(作家・ジャーナリスト:青沼 陽一郎)

 微笑みの国、タイ。日本にも馴染みがあり、観光先としてインド洋大津波(2004年)の発生した頃は、出稼ぎに来る隣国マレーシアに次いで、日本人の入国者数が2番目に多かった。だが、昨今は圧倒的に中国人、その次にマレーシア、インドと続く。

 また、水産加工品をはじめ、もともと日本へ供給される食料も多い。そこへ中国輸入食材のいわゆる“毒食”問題が発生する度に、食品製造業のサプライチェーンは一時的にタイへの依存度を高めた。チャイナ・リスクに備えたプラス・ワンの役割を果たしていた。

 私も、タイの食料供給基地をはじめ、インド洋大津波の災害現場など、取材でほぼ毎年のようにタイを訪れていた。

 そのタイで異例の事態が起きている。学生たちを中心に抗議デモが相次ぎ、20日には首都バンコクで王宮に向かって大規模な行進が行われた。地元メディアによると、その参加者は約5万人とされる。

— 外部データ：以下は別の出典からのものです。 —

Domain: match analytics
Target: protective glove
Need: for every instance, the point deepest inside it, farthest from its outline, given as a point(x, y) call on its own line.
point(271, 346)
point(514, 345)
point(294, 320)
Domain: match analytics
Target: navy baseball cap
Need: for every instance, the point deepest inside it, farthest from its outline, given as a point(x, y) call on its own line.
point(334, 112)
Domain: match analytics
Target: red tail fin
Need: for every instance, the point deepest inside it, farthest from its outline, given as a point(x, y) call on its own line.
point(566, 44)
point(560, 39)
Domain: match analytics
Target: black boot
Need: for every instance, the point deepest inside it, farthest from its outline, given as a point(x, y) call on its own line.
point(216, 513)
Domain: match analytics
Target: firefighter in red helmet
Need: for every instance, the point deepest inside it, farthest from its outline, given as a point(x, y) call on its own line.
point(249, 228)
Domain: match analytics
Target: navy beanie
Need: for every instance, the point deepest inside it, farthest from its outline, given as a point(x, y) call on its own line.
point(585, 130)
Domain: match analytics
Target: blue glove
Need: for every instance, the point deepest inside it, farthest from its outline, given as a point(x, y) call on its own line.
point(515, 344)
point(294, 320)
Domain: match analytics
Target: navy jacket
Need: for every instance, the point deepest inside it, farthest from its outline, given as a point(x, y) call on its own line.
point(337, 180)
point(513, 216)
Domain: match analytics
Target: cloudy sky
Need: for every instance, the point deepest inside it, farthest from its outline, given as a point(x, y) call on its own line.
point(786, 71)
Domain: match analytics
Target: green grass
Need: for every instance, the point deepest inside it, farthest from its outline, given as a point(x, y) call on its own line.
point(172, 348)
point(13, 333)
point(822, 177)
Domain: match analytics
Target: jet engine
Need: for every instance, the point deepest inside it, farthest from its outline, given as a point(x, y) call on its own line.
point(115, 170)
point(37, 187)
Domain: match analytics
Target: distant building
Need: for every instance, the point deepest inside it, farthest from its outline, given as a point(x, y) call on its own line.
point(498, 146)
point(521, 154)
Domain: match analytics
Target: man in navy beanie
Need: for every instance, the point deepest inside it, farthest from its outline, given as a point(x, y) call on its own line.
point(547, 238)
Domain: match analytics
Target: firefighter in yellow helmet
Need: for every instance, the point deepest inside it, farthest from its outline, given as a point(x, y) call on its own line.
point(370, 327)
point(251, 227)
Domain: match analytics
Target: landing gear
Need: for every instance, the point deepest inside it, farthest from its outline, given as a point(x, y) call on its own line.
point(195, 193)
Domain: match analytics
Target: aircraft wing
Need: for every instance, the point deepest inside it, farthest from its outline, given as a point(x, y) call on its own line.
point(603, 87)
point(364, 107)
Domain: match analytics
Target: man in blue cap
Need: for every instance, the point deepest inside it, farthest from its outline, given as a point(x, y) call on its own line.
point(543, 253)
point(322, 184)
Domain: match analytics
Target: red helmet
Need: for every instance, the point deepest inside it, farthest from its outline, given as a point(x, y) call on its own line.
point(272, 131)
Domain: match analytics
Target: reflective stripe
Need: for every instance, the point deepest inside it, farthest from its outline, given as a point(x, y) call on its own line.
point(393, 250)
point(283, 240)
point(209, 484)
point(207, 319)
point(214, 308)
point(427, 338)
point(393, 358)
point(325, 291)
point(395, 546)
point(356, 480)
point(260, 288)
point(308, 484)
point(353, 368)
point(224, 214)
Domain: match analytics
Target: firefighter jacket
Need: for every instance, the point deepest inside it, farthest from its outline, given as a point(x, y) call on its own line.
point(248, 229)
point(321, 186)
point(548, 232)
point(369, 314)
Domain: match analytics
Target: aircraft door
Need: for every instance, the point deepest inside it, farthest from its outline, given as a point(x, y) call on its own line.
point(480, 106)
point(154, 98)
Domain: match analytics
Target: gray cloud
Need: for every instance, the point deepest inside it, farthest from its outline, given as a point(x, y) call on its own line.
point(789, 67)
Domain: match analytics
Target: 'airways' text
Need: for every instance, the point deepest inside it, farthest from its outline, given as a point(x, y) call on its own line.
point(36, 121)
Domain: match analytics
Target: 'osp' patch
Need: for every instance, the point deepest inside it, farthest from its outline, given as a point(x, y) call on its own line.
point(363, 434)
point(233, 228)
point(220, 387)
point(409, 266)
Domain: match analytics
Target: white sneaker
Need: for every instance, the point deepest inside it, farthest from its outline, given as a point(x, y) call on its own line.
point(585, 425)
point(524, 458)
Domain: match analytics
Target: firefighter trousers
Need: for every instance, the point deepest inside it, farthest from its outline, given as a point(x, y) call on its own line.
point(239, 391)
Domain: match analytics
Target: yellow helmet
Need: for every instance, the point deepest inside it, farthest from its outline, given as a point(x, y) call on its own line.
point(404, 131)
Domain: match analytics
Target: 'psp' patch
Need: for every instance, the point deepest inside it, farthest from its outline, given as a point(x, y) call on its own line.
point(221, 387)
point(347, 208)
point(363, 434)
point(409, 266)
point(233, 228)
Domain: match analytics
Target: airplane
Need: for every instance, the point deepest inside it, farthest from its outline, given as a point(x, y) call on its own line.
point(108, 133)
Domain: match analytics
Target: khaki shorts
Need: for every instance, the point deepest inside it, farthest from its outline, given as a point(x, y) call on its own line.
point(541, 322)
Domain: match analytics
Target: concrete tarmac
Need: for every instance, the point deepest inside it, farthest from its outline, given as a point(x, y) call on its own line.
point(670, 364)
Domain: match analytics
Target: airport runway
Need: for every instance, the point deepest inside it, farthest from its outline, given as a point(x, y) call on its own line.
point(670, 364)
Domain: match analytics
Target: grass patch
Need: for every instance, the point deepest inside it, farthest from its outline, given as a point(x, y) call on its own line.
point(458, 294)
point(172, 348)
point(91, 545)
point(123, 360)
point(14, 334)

 そこでもっとも驚かされること――というより前代未聞なのは、現政権への批判に加えて、王室改革を叫んでいることだ。

国歌演奏中の「咳払い」も不敬罪に

 国王を国家元首とする“王国”であるタイには「不敬罪」がある。

 例えば、映画館で映画が上映される前には国歌と国王の映像が流される。観客は立ち上がってこれを静聴する。ある日本人がこの最中に痰が絡んだことがあった。それだけでたちまち警察に連行されてしまった。外国人で事情を知らなかったということで釈放されたはいいが、タイとはそういう国だと現地で長年暮らす在留邦人から、教訓として聞かされたことがある。

 また、バンコクの要所では午前8時と午後6時に、国歌が流される。私が体験したところでは、ルンピニー公園で朝、散歩どころかジョギングをしていた人ですら、そこで立ち止まり、直立不動で国歌を聴く。夕刻のラッシュアワーには、BTS(バンコク・スカイトレイン)の改札に急ぐ人たちも一斉に立ち止まる。異邦人の私はどうしていいかわからないまま、つられるようにいっしょに歩みを停めた記憶だ。